Leroy Stevenson (Skipp) Fletcher (born October 10, 1936) is an American mechanical and aerospace engineer, and college dean, who served as the 104th president of the American Society of Mechanical Engineers in 1985–86, and was recipient of the 2002 ASME Medal.

== Biography ==
=== Youth, education and early career ===
Born in San Antonio in 1936, son of Robert Holton Fletcher and Jennie Lee Fletcher. He obtained his BSc from Texas A&M University in 1958, and his MSc in 1963 and Engineering degree in 1964, both from Stanford University. Last he obtained his PhD in mechanical engineering from the Arizona State University in 1968.

Fletcher had started his career as aerospace engineer at Ames Aeronautical Laboratory, and continued his work as research scientist in 1960 at the Ames Research Center. In 1962 he joined the Stanford University faculty as assistant heat transfer for a year, and assistant thermodynamics for another year. And, in 1964-65 he was assistant mechanical engineer at the Arizona State University.

=== Further career, honours and awards ===
After his graduation from the Arizona State University in 1965, Fletcher joined the Rutgers University faculty as instructor. In 1968 he became assistant professor and later professor of aerospace engineering until 1975, the last year also as acting associate dean. From 1975 to 1980 he was professor mechanical and aeronautical engineering at the University of Virginia. In 1980 he returned to the Texas A&M University, where he served the rest of his academic career, as associate dean, professor in mechanical engineering, and research director.

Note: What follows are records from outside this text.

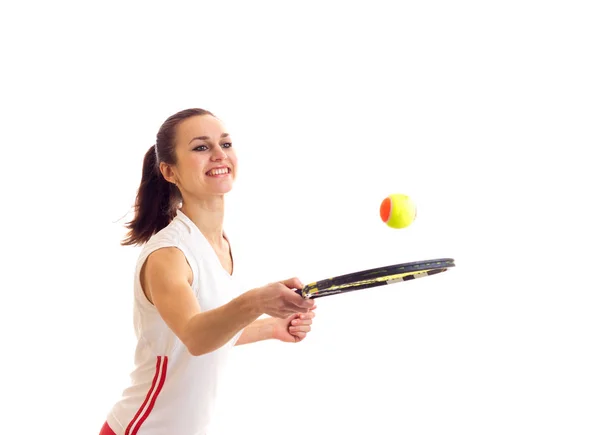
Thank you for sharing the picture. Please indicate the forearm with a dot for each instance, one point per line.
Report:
(261, 329)
(209, 330)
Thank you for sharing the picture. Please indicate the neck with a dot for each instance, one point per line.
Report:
(208, 216)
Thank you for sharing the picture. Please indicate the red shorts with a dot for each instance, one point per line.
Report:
(106, 430)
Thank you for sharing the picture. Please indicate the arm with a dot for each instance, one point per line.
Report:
(261, 329)
(291, 330)
(166, 280)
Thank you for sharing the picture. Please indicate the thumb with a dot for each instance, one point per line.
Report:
(293, 283)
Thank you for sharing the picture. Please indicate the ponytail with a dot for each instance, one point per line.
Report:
(155, 205)
(157, 200)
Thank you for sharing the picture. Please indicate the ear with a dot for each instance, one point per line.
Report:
(168, 173)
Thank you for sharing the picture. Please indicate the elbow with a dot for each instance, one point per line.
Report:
(194, 346)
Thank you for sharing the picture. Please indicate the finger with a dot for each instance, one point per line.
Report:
(293, 283)
(301, 322)
(300, 328)
(300, 335)
(299, 304)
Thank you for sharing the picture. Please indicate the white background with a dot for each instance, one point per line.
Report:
(486, 113)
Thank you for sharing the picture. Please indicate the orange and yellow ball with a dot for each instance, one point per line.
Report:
(398, 211)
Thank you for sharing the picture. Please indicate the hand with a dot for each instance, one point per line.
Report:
(294, 328)
(280, 300)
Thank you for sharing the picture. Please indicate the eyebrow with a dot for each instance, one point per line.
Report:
(207, 138)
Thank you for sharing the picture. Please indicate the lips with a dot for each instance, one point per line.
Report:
(220, 170)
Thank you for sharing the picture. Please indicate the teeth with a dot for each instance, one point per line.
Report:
(219, 171)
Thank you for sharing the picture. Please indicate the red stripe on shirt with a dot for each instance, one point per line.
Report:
(153, 392)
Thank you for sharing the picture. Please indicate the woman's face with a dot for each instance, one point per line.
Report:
(206, 161)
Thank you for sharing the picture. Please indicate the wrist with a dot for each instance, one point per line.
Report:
(254, 302)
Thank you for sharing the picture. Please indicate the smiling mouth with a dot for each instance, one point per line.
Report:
(218, 171)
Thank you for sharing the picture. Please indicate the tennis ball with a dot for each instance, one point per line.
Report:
(398, 211)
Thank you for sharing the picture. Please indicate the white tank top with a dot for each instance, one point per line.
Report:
(172, 391)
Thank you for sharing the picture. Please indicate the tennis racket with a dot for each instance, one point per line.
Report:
(375, 277)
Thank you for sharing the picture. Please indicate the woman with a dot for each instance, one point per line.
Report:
(189, 310)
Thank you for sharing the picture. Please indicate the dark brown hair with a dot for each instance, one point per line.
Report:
(157, 199)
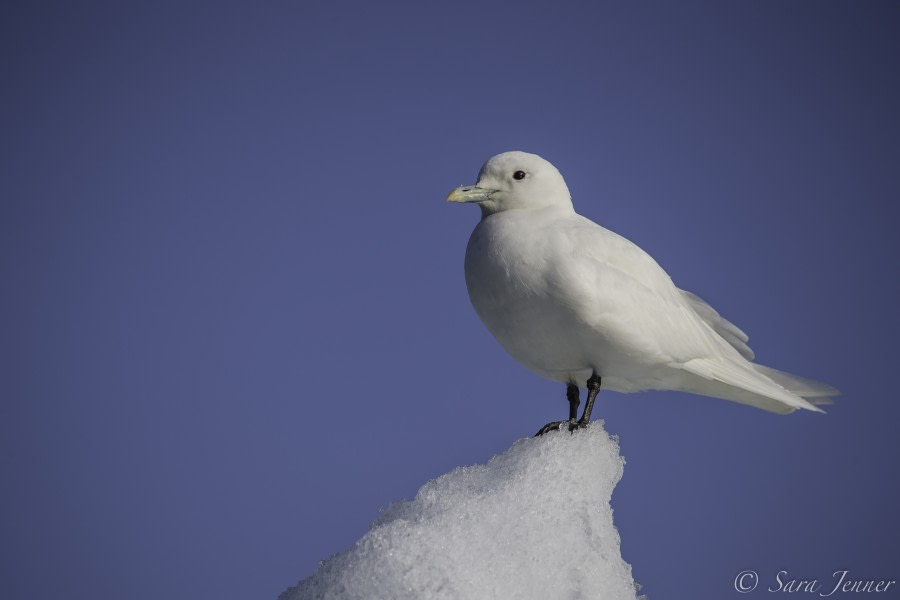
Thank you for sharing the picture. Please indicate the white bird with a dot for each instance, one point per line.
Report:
(577, 303)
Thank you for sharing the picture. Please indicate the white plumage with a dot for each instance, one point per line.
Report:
(568, 298)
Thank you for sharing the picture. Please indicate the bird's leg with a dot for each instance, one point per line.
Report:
(593, 386)
(572, 394)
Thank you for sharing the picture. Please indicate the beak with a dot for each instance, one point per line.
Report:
(470, 193)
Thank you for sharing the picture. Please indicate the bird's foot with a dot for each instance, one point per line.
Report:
(555, 425)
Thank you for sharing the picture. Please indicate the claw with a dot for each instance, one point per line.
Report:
(555, 425)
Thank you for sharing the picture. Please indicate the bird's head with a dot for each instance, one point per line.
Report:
(515, 180)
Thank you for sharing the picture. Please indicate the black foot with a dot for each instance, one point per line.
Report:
(556, 425)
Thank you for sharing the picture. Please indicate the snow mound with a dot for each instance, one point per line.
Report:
(534, 522)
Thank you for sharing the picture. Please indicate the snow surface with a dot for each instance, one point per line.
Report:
(534, 522)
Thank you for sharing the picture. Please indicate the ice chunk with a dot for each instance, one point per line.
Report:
(534, 522)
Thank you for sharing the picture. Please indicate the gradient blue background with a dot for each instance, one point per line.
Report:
(234, 321)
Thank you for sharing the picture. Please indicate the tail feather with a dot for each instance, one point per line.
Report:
(746, 384)
(813, 391)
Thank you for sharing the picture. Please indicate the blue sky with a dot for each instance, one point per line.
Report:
(235, 321)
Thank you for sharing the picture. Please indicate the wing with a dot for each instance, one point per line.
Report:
(726, 329)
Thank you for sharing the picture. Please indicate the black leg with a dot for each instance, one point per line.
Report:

Among others, Fletcher served as director of the American Society for Engineering Education in 1974–1977, president of the American Society of Mechanical Engineers in 1985–86, and president of the American Institute of Aeronautics and Astronautics in 1996–97. In 1999 Fletcher has appointed the new Director of Aeronautics at NASA Ames Research Center.

Among others Fletcher was awarded Charles Russ Richards Award, the Lee Atwood Award, and the George Westinghouse Award (ASEE) in 1981; the Ralph Coats Roe Award in 1983; the Energy Systems Award in 1984; the Donald E. Marlowe Award 1986; the Thermophysics Award in 1992; the Leighton W. Collins Award in 1993; the Heat Transfer Memorial Award 1996; the Frank J. Malina Astronautics Medal in 1997; the Vector de Oro Award in 2000; the Benjamin Garver Lamme Award in 2001; the AAAS Award for Science Diplomacy, the ASME Medal, and the Linton Grinter Award in 2002; the Award for International Science Cooperative in 2003; and the James Watt International Gold Medal in 2005.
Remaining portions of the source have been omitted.